When purchasing from a US-based supplier, aftermarket purchasers have become accustomed to paying only for what they receive. This is most often not the case when purchasing product offshore. In most instances, the importer takes ownership of the product as soon as it leaves the manufacturer’s dock. This brings into play issues not normally considered as part of the cost of the per piece purchase price of the product. A few such issues could be:
Lost in Transit Reportedly, 10,000 containers per year are lost at sea and who knows how many others are stolen. When purchasing from a US supplier that has imported the product, the supplier covers that cost and is included in the per-piece price quoted you. But when you are the importer, the risk is all yours.
If the container with the product you purchased from offshore disappears in transit, do you have a reserve or other consideration included in your per piece cost?

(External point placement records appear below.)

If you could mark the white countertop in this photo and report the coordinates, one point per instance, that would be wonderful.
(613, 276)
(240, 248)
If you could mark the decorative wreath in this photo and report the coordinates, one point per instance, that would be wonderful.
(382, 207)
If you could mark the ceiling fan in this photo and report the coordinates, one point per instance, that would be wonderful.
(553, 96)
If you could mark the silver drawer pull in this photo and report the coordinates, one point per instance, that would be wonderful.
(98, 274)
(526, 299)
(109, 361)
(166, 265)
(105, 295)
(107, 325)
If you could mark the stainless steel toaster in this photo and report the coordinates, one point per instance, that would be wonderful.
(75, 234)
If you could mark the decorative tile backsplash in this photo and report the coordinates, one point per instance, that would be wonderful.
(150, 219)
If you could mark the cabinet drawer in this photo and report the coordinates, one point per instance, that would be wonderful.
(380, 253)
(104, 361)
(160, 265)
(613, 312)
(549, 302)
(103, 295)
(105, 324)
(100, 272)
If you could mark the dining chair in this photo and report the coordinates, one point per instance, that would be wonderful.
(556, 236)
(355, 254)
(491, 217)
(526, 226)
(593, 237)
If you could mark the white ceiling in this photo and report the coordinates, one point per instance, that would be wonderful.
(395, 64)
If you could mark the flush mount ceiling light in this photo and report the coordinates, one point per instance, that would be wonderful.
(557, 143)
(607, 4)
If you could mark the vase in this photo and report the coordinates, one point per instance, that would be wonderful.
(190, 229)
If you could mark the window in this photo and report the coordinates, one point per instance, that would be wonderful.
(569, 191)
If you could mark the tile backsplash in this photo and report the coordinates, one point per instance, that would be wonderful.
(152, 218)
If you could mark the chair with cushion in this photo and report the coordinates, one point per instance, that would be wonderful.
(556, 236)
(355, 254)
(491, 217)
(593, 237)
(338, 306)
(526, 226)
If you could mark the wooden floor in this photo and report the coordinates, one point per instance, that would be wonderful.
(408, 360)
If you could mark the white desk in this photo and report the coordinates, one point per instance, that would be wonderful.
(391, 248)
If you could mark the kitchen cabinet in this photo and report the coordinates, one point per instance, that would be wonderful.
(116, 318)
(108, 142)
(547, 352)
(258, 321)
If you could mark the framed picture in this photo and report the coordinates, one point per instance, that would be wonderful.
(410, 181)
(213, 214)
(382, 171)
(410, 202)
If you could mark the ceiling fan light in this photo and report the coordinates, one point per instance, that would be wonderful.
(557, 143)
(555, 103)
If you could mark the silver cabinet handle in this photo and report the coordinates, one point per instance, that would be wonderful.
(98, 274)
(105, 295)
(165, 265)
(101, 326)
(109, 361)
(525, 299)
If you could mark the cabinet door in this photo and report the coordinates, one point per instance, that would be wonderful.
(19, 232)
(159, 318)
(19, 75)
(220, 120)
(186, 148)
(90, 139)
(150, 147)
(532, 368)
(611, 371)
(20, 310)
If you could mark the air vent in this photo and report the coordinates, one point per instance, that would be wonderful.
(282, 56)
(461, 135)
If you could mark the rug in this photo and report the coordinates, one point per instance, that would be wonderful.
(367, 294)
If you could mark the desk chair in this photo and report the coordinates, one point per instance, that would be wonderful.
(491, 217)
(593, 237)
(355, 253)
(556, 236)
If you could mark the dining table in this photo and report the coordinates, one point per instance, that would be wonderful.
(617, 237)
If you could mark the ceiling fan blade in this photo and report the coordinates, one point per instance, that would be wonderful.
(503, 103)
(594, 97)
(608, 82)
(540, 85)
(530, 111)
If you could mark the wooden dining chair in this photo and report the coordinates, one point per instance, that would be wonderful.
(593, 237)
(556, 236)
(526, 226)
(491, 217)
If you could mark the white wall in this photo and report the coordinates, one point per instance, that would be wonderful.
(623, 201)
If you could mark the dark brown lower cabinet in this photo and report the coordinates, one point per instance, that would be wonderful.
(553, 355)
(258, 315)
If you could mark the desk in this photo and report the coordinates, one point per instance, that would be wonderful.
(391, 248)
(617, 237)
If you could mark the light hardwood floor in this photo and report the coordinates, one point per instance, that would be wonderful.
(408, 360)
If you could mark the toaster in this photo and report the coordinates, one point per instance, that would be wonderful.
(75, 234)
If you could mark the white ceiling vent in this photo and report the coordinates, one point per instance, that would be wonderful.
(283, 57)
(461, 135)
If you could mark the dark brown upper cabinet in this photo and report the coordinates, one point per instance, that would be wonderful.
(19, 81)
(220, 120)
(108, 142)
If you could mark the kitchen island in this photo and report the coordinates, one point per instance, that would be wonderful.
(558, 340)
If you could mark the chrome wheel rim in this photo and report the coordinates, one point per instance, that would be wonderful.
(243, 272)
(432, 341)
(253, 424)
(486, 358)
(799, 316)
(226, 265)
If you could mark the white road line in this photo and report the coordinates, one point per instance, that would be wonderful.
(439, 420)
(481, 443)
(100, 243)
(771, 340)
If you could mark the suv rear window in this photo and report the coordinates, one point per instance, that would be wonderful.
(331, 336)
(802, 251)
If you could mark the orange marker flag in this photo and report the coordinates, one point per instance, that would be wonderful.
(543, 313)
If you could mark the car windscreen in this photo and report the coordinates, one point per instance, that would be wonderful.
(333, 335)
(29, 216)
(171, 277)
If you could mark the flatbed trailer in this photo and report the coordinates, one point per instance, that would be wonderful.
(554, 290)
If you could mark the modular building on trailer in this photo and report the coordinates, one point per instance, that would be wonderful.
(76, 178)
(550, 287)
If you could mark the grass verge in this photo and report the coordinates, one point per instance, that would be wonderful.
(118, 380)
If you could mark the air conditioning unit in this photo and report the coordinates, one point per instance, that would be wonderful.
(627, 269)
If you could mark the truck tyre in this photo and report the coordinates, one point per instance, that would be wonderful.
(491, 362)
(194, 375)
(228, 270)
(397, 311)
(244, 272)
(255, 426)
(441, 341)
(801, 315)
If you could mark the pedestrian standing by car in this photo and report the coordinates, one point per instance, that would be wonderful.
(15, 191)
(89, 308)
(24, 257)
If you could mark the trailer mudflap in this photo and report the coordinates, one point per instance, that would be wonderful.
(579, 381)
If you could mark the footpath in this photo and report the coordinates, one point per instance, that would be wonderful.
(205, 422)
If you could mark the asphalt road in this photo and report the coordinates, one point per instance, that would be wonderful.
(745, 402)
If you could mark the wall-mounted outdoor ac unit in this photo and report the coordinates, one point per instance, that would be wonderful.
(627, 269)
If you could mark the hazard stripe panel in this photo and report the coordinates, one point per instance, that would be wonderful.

Increased Inventory Carrying Cost For decades, distributors and retailers have been trying to reduce inventory costs through the demand for just in time (JIT) availability. In fact, it was not too long ago that a WD would change lines to a supplier that delivered an order in days as opposed to weeks! And, mailing an order instead of using the Internet is out of the question that would add several days to the lead-time, resulting in increased inventory levels at the distributor to cover the lead-time! With order lead-times from offshore in the form of months (as many as four to six months for some products) the required inventory levels at the distributor/retailer must be increased by many months as well.
When you decide to direct source and import some of your product line to save money, have you included the additional inventory carrying cost in the per piece price of the imported unit? Don’t forget to add even more inventory to cover any product that disappears in transit.
Obsolescence Cost One very negative result of parts proliferation is that distributors, jobbers, retailers and others have found more and more parts each year in the inventory that doesn’t sell fast enough to support the inventory level. When inventories are increased to cover offshore lead times and the potential of lost-in-transit parts, it’s a fact that when a part slows in sales causing an overstock position, the quantity on hand to be returned will be far greater for a product having a three-month lead time as opposed to a one-week lead time.
What do you do? Simple: Return it to the supplier.
But hold on a minute, you can’t just ship it back overseas. There are duties, import/export regulations, freight and frankly, most offshore manufacturers won’t take it back anyway.
Ask yourself: When you decide to direct source offshore, to save on cost, have you included the product you may have to liquidate since returns are not possible or financially impractical? This should be calculated and added to the cost analysis to see what the real per piece cost will be.
Whether we call it direct sourcing, offshoring, importing or simply bypassing a step in the distribution chain, there may certainly be an opportunity to lower acquisition cost. But there may also be many dangerous pitfalls that can increase the real acquisition cost and perhaps even place very high financial liabilities on the importing firm. To be certain, the ‘deal’ is better offshore, but all of the issues and liabilities must be considered, estimated and included as part of the real cost of the product.
In the end, there may be no single right or wrong answer. However, the phrase “buyer beware” has never seemed more appropriate.